The organisation has drafted in several of its engineers from across the UK - with staff even being drafted down from the north west of England.
Road access to the village from the neighbouring Moorlands has been shut off, with several large-scale pumps being used to direct the water out into the bursting River Barrett.
Industrial-sized sandbags have been placed by the waters edge, along with several signs erected by residents urging the authorities to "dredge the river".
There have also been problems in the north of England.
Cumbria County Council said its workers had to deal with a "major weather incident" in West Cumbria - after 150 tonnes of debris brought on the by the floods washed up on a road.
Council highways boss Karl Melville said: "It has been another busy and challenging day for our highways maintenance teams, with some severe conditions and a lot of debris left on coastal roads. High tide has now passed, so we are out in force on the clear-up task. However, there is the threat of more disruption later, particularly when the next high tide is due.
"It's not a day to be driving unless you have to, and then I would urge caution given the possibility of debris and standing water on the roads."
Debbie Stark, a consultant with Public Health England's Devon, Cornwall and Somerset Centre, said: "It is unsurprising that samples of flood water have demonstrated the presence of bacteria normally found outside. This should not be compared to bathing or drinking water. Tap water is unaffected.
"Advice has been given regularly to local people about minimising any health risk. This includes avoiding contact with flood water, washing hands and food preparation surfaces and not eating food that has touched flood water.
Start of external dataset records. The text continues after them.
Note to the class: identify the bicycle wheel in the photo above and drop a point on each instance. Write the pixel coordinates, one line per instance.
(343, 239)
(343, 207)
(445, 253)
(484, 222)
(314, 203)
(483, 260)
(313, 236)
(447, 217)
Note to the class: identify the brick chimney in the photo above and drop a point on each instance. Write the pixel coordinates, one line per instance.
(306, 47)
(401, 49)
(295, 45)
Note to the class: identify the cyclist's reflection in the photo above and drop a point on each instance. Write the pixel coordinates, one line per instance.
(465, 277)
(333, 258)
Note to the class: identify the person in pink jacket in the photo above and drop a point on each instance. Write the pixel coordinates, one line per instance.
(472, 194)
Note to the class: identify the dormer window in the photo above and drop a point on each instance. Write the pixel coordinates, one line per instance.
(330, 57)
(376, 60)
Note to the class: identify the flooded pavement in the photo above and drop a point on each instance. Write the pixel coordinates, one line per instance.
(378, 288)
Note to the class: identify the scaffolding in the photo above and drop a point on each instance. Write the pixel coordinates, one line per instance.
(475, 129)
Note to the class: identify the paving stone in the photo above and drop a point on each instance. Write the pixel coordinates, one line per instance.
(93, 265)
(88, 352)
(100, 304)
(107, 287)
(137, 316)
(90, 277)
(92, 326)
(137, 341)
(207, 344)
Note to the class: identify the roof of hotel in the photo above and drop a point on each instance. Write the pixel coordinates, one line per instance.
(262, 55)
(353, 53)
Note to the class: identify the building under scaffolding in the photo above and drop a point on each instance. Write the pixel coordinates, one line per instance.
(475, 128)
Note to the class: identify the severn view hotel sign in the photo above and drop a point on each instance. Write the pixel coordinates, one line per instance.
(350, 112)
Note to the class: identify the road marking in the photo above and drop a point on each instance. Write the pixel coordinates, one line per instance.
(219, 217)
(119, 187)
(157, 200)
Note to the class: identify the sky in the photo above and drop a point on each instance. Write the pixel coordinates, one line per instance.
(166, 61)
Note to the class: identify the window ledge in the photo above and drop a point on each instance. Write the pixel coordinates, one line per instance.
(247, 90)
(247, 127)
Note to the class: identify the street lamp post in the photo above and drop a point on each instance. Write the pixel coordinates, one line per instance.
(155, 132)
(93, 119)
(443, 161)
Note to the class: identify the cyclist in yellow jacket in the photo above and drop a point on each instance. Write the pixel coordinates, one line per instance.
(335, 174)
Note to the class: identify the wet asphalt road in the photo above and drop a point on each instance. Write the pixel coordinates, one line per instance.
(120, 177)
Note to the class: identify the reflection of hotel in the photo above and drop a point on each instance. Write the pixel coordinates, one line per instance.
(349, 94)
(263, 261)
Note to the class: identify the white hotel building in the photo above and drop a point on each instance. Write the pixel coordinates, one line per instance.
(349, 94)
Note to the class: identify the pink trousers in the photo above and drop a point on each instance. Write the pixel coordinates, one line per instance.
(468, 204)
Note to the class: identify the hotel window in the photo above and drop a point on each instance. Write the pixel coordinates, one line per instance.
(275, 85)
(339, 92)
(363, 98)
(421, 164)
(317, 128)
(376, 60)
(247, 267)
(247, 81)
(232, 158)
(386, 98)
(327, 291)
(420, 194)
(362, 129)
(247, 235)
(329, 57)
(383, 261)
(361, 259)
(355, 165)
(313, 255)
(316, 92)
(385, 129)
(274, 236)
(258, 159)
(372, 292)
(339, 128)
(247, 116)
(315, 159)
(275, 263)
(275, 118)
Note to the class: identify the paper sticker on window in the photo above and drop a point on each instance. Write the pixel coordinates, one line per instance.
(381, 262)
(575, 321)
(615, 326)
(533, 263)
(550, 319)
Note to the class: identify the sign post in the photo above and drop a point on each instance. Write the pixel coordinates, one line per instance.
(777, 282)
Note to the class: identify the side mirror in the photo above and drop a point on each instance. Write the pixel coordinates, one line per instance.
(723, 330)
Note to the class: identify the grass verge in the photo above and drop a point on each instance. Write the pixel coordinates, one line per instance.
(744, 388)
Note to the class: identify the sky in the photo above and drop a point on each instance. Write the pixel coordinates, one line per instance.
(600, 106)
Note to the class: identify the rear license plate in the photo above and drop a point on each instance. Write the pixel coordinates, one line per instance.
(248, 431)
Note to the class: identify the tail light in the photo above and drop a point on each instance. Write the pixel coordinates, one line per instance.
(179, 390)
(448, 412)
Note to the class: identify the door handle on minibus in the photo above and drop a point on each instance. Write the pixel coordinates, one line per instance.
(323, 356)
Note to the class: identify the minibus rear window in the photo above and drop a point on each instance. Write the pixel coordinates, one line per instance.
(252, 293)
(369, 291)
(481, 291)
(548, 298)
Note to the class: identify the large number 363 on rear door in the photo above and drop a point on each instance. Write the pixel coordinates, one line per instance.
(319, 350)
All our experience from previous floods tells us that where people follow health advice there are no significantly increased rates of gastro-enteric illness."
Superintendent Ian Wylie, of Avon and Somerset Police, said he was "very happy" with the resources made available to tackle the flooding.
"In terms of what we need at the moment, we're very happy with what we've got," he said.
Wylie added: "I would plead with anyone who is driving across Somerset, if there is a road closed sign saying flooding, do not drive through it because you really don't know how deep it's going to be."